After we were settled in our seats—we were in the front row!—Johnny Olson, the show's announcer, walked back and forth in front of the audience, microphone in hand, looking up into the tiered theater, joking with the crowd. My sister whispered that he was "warming us up." My stomach was churning. My smile was fading. Johnny Olson announced the stars joining Gene Rayburn on that day's show: Fannie Flagg and—I could hardly believe my ears—Soupy Sales. I got very warm.
For years, I'd had a crush on Soupy Sales, who hosted a children's show I adored. I felt I had a special connection to him. I had also convinced myself that he was a distant relative after I learned his actual last name was the same as my mother's second cousin twice removed from North Carolina, Soupy Sales's home state. I had written him a fan letter explaining that he and I were related and inviting him to my upcoming birthday lunch at the Asbury Park Howard Johnson's.
My sister noticed even before I did. "Are you all right?" she whispered, peering at my face.
"I'm fine," I frowned. I wasn't.
"Are you sure?" she asked.
I didn't answer, trying to keep perfectly still.
Johnny Olson was tossing bags of favors to audience members, making his way toward our side of the aisle, and when he finally stood in front of me with a huge smile and asked if I wanted some candy, that's when I hurled. I don't think Johnny Olson jumped back quickly enough to be spared.
Sadly, I didn't get to see the love of my life, Soupy Sales. My family instantly rushed me out of Studio 8H. In the hallway, I started to feel better; I was no longer overwhelmed by all the exciting things around me.
I think of the experiences I've missed out on when joy itself frazzled and flustered me: the boy I didn't kiss, the sea I didn't swim in, the nights I didn't dance because the butterflies in my belly were flitting too intensely.

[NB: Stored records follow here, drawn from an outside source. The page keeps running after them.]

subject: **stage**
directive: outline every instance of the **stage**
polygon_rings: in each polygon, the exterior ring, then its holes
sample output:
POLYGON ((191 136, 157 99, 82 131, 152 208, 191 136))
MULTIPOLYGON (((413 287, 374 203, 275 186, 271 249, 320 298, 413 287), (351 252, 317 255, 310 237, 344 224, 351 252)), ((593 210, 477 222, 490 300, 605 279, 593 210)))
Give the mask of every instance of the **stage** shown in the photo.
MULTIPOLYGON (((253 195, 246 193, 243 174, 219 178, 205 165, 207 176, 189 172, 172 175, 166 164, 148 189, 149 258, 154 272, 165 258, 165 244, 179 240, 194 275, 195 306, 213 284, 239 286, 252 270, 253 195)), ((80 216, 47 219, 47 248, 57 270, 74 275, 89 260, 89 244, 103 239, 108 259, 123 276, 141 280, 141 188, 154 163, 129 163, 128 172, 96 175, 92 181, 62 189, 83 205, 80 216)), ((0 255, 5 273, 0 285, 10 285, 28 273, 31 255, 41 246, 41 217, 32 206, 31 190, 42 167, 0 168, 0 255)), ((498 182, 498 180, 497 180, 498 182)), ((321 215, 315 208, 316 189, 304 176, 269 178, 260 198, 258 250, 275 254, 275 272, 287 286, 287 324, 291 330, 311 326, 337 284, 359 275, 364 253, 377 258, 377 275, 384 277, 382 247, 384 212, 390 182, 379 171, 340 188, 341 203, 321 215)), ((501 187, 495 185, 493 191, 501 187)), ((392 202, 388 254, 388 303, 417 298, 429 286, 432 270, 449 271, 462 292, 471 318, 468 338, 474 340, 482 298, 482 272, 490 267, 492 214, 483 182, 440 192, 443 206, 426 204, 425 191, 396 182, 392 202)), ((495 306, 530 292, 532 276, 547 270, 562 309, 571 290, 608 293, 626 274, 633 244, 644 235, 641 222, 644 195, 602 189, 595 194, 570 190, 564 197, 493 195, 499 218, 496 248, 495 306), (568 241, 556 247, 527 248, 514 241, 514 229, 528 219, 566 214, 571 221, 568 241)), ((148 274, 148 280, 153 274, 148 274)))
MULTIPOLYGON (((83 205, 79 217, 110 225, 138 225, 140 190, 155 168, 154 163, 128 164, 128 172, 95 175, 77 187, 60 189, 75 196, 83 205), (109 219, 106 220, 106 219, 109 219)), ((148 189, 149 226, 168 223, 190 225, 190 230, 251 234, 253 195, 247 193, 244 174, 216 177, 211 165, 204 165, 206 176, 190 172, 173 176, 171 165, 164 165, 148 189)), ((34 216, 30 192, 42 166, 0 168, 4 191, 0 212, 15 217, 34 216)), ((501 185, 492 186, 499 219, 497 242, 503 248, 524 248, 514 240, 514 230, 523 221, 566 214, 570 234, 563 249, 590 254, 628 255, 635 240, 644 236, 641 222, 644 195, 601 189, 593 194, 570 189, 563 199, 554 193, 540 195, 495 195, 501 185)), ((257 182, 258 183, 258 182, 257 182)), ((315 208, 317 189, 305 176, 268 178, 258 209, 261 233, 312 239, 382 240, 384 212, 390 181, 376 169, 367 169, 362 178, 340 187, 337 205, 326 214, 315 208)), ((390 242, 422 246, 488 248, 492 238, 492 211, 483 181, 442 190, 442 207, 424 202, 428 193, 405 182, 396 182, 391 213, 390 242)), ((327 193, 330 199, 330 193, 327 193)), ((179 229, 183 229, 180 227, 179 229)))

As I've grown older, I try to sail better on the waves of my emotions.
Each day I sit with the heartache, the messy excitement, and the pink-polka-dot elephants of vulnerability, and I try to not let it all deluge me as it did that day in Studio 8H.
Maybe the secret lies in that old squeezing-sand-from-a-mitten game my sister and I played as kids—because as much as I hated even the thought of hurling, the mitten game always made me laugh. In a moment of laughter, worry simply vanishes.
And if we stay in the present moment, we can feel happiness and not fret about it disappearing.
Like Rudolph and Hermey, I'm glad I'm a misfit. My love has been a little more unconventional, my friendships a little deeper, my life a little quirkier for it. Maybe a better word for me is "unique." Maybe that's a better word for all of us.
In Rudolph, Santa finally arrived to carry the misfit toys to their new, loving homes, but I no longer need Santa to swoop in and save me; my remote island isn't such a bad place to be. These days I kiss, swim, and dance. Part of me still wants to pretend the world around me doesn't exist, but I'm finally seeing things as they are—butterflies and all—without hurling. It only took sixty years.